The school is anticipating a 10 year master campus plan aimed for 2035. The independent phased projects include replacing a cold storage unit, creating program hubs, a public safety training center, a construction trades center, and enhancing campus safety & security.

== Academics ==
Lake Area Tech has more than 30 programs of study, including 15 online degrees, and serves more than 2,600 full-time, part-time, and online students.
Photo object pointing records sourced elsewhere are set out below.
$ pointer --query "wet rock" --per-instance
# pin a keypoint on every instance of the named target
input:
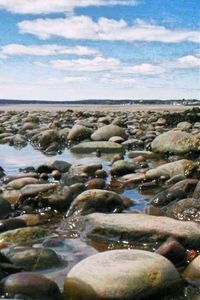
(116, 139)
(34, 189)
(184, 125)
(175, 141)
(96, 183)
(173, 250)
(95, 201)
(12, 223)
(132, 178)
(23, 235)
(104, 147)
(5, 207)
(192, 272)
(106, 132)
(21, 182)
(122, 167)
(79, 133)
(31, 259)
(124, 274)
(45, 138)
(196, 194)
(19, 141)
(60, 165)
(137, 229)
(180, 167)
(184, 210)
(60, 198)
(187, 185)
(145, 154)
(31, 285)
(165, 197)
(90, 169)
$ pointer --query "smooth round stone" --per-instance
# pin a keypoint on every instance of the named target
(122, 274)
(32, 285)
(192, 272)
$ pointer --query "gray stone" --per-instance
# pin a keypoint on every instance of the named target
(175, 141)
(106, 132)
(140, 228)
(95, 200)
(104, 147)
(122, 275)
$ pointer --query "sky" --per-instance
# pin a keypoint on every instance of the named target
(99, 49)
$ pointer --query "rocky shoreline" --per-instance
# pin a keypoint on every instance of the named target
(69, 231)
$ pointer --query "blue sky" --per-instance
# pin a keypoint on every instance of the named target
(127, 49)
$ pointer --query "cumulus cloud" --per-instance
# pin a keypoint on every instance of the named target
(55, 6)
(189, 61)
(45, 50)
(99, 64)
(86, 65)
(83, 27)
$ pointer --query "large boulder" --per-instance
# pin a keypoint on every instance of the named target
(95, 200)
(106, 132)
(185, 210)
(30, 286)
(104, 147)
(122, 275)
(79, 133)
(180, 167)
(139, 229)
(175, 141)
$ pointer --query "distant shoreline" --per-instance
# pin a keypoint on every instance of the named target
(99, 107)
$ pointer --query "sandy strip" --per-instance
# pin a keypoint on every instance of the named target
(128, 108)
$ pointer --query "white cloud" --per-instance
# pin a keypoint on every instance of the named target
(45, 50)
(55, 6)
(96, 64)
(99, 64)
(83, 27)
(189, 61)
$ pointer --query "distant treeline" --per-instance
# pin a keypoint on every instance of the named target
(102, 102)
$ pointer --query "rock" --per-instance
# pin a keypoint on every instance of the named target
(132, 178)
(122, 167)
(192, 272)
(12, 223)
(106, 132)
(140, 228)
(104, 147)
(186, 185)
(122, 274)
(5, 207)
(21, 182)
(19, 141)
(79, 133)
(34, 189)
(180, 167)
(31, 259)
(22, 235)
(184, 125)
(184, 210)
(196, 194)
(145, 154)
(95, 201)
(96, 183)
(31, 285)
(167, 196)
(175, 141)
(173, 250)
(60, 165)
(45, 138)
(116, 139)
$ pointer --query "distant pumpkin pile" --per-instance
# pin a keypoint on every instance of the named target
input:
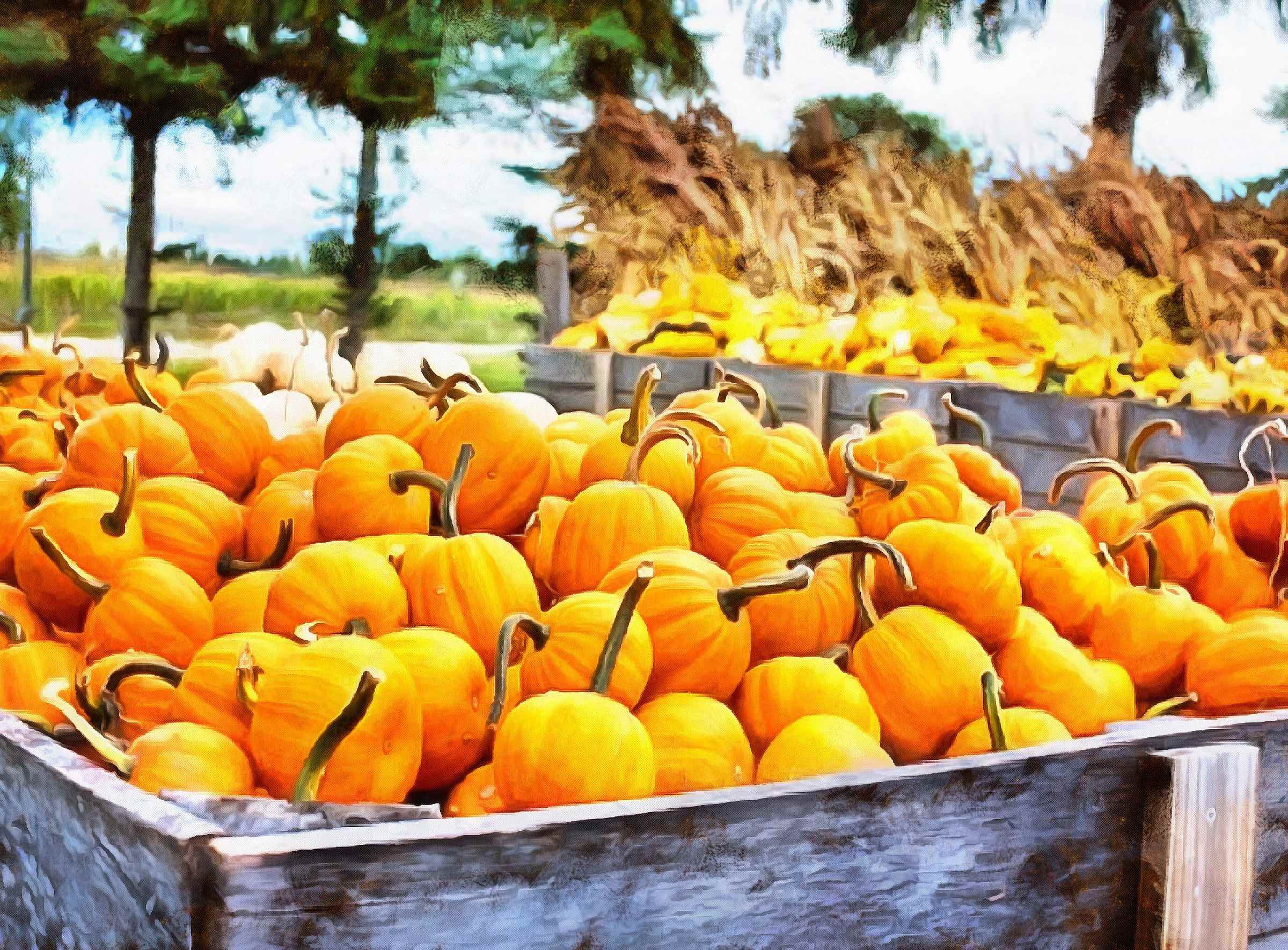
(435, 596)
(925, 337)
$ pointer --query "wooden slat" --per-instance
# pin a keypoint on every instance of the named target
(1197, 858)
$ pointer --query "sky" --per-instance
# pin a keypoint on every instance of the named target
(1024, 110)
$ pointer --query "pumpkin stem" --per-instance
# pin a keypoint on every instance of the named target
(452, 492)
(233, 567)
(87, 583)
(875, 405)
(12, 630)
(336, 732)
(132, 375)
(540, 636)
(736, 383)
(992, 688)
(1169, 705)
(880, 479)
(401, 480)
(248, 679)
(31, 497)
(105, 747)
(1265, 430)
(733, 599)
(652, 437)
(969, 418)
(115, 522)
(1089, 466)
(642, 405)
(621, 625)
(1144, 434)
(986, 523)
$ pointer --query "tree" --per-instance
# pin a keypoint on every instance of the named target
(150, 63)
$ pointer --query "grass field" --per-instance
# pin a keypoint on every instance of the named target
(207, 299)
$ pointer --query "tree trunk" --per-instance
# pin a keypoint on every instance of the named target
(362, 276)
(1119, 80)
(140, 240)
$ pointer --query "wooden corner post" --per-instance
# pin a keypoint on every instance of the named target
(1198, 847)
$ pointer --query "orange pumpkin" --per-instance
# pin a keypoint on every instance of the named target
(96, 528)
(819, 746)
(921, 484)
(978, 469)
(697, 648)
(338, 586)
(467, 583)
(149, 605)
(451, 684)
(382, 410)
(374, 486)
(192, 525)
(230, 437)
(338, 721)
(221, 673)
(510, 466)
(567, 644)
(611, 522)
(699, 744)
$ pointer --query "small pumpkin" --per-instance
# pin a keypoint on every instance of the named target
(451, 684)
(374, 486)
(921, 484)
(149, 605)
(699, 744)
(97, 529)
(697, 647)
(567, 644)
(467, 583)
(978, 469)
(221, 673)
(816, 746)
(1001, 729)
(572, 748)
(338, 721)
(611, 522)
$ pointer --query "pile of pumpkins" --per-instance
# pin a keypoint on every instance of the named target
(433, 598)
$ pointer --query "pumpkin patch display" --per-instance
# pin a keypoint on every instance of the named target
(427, 593)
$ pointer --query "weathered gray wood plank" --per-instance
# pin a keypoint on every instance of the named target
(1197, 858)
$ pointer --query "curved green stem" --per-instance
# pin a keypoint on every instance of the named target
(875, 405)
(1144, 434)
(1090, 466)
(85, 582)
(875, 478)
(1169, 705)
(114, 756)
(536, 631)
(642, 405)
(118, 519)
(452, 492)
(621, 625)
(141, 392)
(12, 630)
(233, 567)
(969, 418)
(733, 599)
(401, 480)
(336, 732)
(992, 688)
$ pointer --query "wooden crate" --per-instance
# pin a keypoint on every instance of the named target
(1036, 434)
(1044, 847)
(570, 379)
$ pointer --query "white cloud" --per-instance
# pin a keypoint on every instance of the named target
(1024, 107)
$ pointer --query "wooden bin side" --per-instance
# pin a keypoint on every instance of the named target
(1031, 849)
(88, 861)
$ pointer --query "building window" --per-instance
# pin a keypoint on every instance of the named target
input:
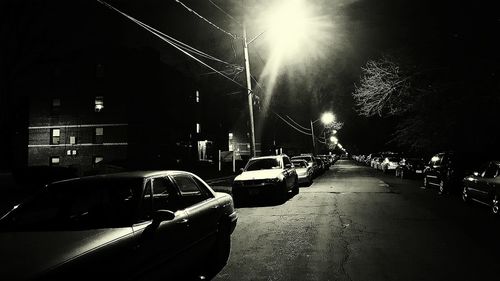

Some of the school's long-standing programs include Agriculture, Welding, Cosmetology, Diesel, Aviation, and Nursing.

== Students ==

Student Body Composition: Fall 2023
Race and Ethnicity
| White | 91% |  |
| Hispanic | 3% |  |
| American Indian/Alaska Native | 3% |  |
| Black | 1% |  |
| Asian | 1% |  |
| Non-resident alien | 0.5% |  |
| Two or more races | 0% |  |
| Unknown | 1% |  |
Federal Student Aid Breakdown
| Students receiving Pell Grants | 34% |  |
| Students not receiving Pell Grants | 66% |  |
National Center for Education Statistics

=== Reputation and rankings ===
In March 2017, Lake Area Tech was named the winner of the 2017 Aspen Prize for Community College Excellence, following three previous Finalist-With-Distinction honors in 2011, 2013, and 2015. The prize was awarded by the Aspen Institute in March 2017.